Adam and Eve, 1912 by Marc Chagall

Adam and Eve, 1912 by Marc Chagall
Adam and Eve, 1912 by Marc Chagall

As in the work of his great contemporary, Picasso, there are analytic and synthetic phases in alternation in Chagall's art. In the early Paris period, influenced by the analogous methods being applied by Cubism, Chagall explored his experiences through the interaction of motifs; he juxtaposed impressions and memories, linking them only by means of an abstract structure unifying the whole canvas space. Later in Paris he increasingly paid attention to the scene that dominated an entire picture, intensifying thought into one single moment where time appears to stand still. "Even as I was taking part in that unique up-heaval in artistic techniques in France, in my own thoughts, in my soul as it were, I returned to my own country. I lived with my back turned to what was in front of me." Thus the artist described his focus on the past, writing in 1960: that return to the past was also a withdrawal from the art scene of the avant-garde, which equated artistic progress with novelty and with originality of language, both spoken or written.

I do not personally believe that scientific aims serve the cause of art well. Impressionism and Cubism are alien to me. It seems to me that art is first and foremost a condition of the soul."

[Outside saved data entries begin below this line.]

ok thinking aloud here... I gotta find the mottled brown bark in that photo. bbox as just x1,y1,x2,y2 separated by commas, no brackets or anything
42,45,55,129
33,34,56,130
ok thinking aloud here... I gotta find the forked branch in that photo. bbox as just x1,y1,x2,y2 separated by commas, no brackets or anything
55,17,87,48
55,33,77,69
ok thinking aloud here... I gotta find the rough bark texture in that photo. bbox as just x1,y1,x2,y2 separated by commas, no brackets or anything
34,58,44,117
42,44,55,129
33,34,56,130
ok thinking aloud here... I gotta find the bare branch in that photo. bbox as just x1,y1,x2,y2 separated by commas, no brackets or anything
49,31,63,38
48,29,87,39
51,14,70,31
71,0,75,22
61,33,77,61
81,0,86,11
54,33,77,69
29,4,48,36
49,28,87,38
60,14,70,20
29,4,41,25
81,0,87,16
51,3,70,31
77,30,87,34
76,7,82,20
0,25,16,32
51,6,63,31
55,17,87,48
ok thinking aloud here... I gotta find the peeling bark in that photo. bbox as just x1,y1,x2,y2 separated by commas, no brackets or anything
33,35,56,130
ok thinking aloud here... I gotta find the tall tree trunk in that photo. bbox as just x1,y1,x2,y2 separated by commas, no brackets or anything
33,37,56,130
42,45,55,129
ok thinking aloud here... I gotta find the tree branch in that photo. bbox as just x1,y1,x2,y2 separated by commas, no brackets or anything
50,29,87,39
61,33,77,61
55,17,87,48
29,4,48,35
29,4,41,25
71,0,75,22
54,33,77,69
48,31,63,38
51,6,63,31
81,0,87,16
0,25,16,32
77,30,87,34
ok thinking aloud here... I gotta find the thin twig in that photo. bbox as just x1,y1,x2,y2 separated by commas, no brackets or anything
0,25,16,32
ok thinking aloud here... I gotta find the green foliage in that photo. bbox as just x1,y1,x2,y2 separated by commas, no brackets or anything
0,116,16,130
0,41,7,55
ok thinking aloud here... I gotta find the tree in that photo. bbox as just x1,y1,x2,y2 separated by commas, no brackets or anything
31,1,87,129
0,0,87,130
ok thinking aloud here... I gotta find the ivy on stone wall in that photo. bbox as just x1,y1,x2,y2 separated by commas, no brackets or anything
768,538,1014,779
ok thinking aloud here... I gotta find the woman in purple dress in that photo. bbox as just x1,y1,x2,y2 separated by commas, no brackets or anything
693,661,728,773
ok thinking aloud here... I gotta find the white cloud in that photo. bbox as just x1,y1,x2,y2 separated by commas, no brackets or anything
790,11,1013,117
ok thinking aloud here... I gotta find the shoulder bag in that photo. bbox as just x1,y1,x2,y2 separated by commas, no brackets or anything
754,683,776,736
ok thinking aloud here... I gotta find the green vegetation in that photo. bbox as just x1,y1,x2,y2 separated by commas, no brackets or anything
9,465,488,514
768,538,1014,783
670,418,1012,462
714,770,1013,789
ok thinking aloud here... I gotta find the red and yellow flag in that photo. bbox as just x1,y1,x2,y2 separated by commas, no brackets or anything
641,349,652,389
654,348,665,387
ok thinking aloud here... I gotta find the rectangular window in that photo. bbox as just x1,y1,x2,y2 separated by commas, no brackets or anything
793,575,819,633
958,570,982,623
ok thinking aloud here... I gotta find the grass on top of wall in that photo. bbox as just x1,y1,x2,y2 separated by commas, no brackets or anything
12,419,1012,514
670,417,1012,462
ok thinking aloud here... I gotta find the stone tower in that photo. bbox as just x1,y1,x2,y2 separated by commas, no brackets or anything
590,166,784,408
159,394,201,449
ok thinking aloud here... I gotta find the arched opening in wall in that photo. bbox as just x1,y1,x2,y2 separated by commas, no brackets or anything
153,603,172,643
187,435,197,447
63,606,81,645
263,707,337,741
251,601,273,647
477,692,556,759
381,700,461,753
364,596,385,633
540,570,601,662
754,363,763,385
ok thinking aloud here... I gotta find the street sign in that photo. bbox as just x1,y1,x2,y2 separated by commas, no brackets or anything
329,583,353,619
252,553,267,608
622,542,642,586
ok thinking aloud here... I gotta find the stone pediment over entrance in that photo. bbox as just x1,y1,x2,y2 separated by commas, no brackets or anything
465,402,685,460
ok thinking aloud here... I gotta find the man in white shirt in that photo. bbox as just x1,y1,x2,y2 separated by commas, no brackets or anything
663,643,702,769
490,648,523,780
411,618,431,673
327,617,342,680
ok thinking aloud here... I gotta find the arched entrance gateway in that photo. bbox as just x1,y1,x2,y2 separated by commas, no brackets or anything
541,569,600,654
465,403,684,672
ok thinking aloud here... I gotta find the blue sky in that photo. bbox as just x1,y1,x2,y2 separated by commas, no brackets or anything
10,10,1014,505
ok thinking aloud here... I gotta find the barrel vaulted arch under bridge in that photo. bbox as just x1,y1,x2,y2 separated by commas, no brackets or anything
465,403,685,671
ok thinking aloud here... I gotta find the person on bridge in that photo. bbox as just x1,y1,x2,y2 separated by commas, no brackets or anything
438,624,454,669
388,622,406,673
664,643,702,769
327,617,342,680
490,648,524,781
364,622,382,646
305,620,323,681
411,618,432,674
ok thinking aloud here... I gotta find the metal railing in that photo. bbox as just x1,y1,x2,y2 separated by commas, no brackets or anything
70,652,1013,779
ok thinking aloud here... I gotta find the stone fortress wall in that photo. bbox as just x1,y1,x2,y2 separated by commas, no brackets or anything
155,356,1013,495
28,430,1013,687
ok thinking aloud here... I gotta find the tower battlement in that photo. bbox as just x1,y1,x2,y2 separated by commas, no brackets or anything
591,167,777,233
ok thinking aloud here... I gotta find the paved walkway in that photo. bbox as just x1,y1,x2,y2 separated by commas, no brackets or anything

Chagall's works increasingly reflected this unease concerning the neutral beauty of the visible world and his rejection of "an era that sings hymns to technology and deifies Progress". Paintings such as Adam and Eve, dated 1912, which still - with their dissectional analysis of form - owe everything to a sense of the intrinsic dynamics of shapes in art, prove typical for only a short period in Chagall's work.